Genetic programming is a simple and powerful technique which has been applied to a wide range of problems in combinatorial optimisation, automatic programming and model induction (see [Banzhaf et al., 1998] for a general introduction to genetic programming). The direct encoding of solutions as variable-length computer programs allows genetic programming to provide solutions that can be evaluated and also examined to understand their internal workings. In this way, a genetic programming solution can represent a single value after evaluation (as in optimisation), an iteratively built algorithm (as in automatic programming) or a data-driven model useful in data mining and knowledge discovery (as in model induction). While genetic programming is applied successfully in all three cases, each of which merits its own scientific discipline, the focus of this thesis is on the inner workings of the algorithm itself.

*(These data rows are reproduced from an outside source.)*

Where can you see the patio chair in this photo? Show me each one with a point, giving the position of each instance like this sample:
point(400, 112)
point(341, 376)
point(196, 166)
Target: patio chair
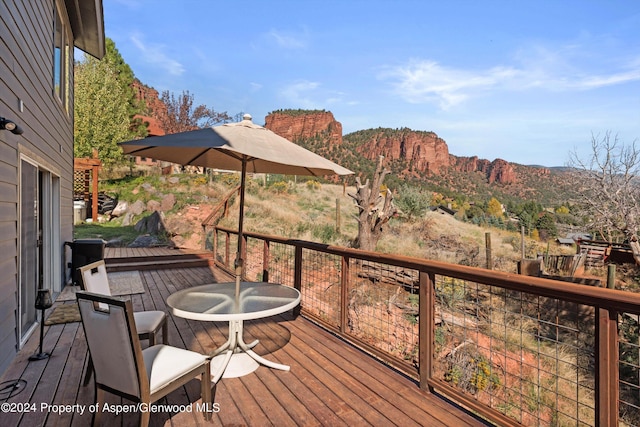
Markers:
point(148, 323)
point(123, 368)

The issues of problem solving that motivate the use of genetic programming also represent some of the limits to its applicability. The increase in computer power, the wide range of applications and the ability to collect enormous amounts of scientific data all require a computational framework, such as genetic programming, capable of automatically generating solutions with a representation that is both powerful and understandable. However, the genetic programming algorithm has a high computational cost to run, has difficulty scaling to larger and harder problem instances, and uses a complex representation that can also limit its use.
At the heart of these issues is the use of a population of alternative solutions and the methods used to generate new alternatives. A candidate, or alternative, solution is evaluated by means of a fitness function that allows it to be compared with previously evaluated solutions. A stochastic selection method chooses better solutions from the population that then undergo stochastic variations to produce new alternatives. In this way, the population is responsible for guiding a parallel search through the solution space. However, the evaluation of each population member becomes increasingly computationally expensive and designing an effective process of variation on the direct and complex encoding of solutions is not intuitive. Also, the amount of data produced by a population-based search over an enormous space of possible programs makes the prediction and analysis of algorithm behaviour difficult.